2014-08-27 03:56:40 | BioPortfolio

Summary

This study will use transcranial magnetic stimulation (TMS) to explore how the brain controls movement by sending messages to the spinal cord and muscles and what goes wrong with this process in disease. Activity in the motor cortex-the outer part of the brain-will be examined use TMS in patients with Parkinson's disease and in healthy volunteers.

Normal volunteers and patients with Parkinson's disease (stage I to III) 21 years of age and older may be eligible for this study.
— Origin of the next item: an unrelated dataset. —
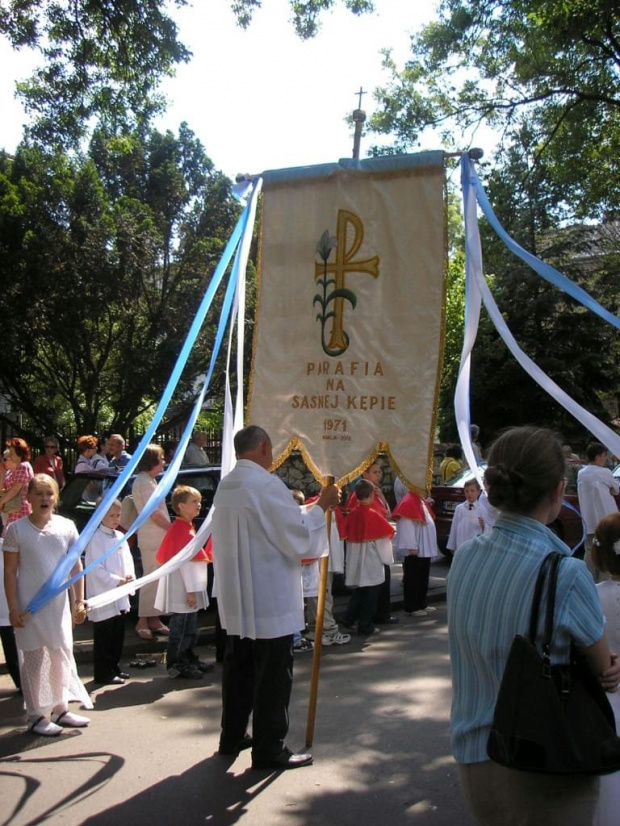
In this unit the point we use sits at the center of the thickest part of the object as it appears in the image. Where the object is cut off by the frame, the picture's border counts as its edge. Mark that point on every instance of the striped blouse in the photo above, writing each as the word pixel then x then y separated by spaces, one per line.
pixel 490 589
All participants will have transcranial magnetic stimulation. For this procedure, an insulated wire coil is placed on the subject's scalp and a brief electrical current is passed through the coil. This creates a magnetic pulse that passes into the brain and generates very small electrical currents in the cortex, briefly disrupting the function of the brain cells in the stimulated area. This may cause muscle twitching or tingling in the face, jaw or limb. During the stimulation, participants will be asked to tense certain muscles slightly or perform other simple actions. The electrical activity of the muscle will be recorded on a computer through electrodes taped to the skin over the muscle. In most cases, the study will last less than 3 hours. Participants will also fill out questionnaires about aspects of personality and will be tested for their ability to perform certain cognitive (thinking) and movement tasks. Patients with Parkinson's disease will, in addition, be administered the Uniform Parkinson's Disease Rating Scale to measure disease severity.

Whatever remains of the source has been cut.